Booze dehydrates your skin

You know when you’re out for a night of debauchery and you “break the seal,” a.k.a. open up the proverbial floodgates to the porcelain throne? That happens because alcohol is a diuretic, which means it increases urine production. “Losing fluids leave you in a dehydrated state,” Suzanne Friedler, fellow of the American Academy of Dermatology, tells Mic. “Alcohol also suppresses the immune system, which can make you more sensitive to the sun and prone to sunburn, which also dehydrates the skin.” Aside from how it messes with the rest of your body, this dehydration can leave our skin with that sunken-in look, especially the morning after a long, boozy night.

Hangovers work against skin care

Scientists haven't nailed down exactly why hangovers are the worst, but we can safely deduce that that dehydration plays a part. The loss of electrolytes play a big part in how you feel and look.

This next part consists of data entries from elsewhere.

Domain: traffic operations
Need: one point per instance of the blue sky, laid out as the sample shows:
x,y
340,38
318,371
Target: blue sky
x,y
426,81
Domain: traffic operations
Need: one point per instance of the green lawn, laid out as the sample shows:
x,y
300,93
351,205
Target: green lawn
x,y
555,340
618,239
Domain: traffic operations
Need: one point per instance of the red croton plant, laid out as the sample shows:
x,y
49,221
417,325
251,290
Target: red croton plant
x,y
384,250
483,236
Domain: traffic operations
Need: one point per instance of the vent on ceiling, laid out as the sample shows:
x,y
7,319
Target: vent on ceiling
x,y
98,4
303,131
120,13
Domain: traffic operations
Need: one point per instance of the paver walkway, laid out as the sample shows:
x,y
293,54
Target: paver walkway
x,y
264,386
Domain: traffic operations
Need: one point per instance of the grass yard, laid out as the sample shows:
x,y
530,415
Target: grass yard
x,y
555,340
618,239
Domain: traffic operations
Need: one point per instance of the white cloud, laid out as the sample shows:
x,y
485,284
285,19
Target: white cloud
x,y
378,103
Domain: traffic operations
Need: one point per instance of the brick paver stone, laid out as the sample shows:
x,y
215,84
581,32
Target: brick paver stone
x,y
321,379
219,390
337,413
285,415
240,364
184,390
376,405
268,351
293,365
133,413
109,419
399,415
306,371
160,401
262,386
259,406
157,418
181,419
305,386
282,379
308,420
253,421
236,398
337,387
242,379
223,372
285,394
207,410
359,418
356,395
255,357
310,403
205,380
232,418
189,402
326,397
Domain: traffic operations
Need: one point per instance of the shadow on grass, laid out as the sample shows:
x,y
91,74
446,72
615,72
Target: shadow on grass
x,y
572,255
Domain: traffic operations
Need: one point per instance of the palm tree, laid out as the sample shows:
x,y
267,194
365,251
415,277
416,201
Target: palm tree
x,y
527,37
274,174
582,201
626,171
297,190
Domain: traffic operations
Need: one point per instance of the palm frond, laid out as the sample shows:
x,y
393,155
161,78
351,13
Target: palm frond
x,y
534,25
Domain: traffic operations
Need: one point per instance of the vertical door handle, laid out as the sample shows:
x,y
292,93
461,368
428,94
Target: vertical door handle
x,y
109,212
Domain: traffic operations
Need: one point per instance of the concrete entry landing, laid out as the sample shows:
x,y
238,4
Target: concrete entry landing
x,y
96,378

And then there's what hangovers to do your regular day: Whenever I felt like trash the morning after a whiskey-fueled bender, I skip my morning workout, opting for minimal activity and greasy takeout instead. It turns out there’s a scientific reason for that. The presence of galanin, a neuropeptide linked to our cravings for fatty foods, is believed to surge as we consume more alcohol. While there's no evidence that junk food contributes to acne, touching your face with greasy hands can irritate any existing conditions. Also drinking messes with both the quality and quantity of your sleep and good sleep is crucial to healthy skin.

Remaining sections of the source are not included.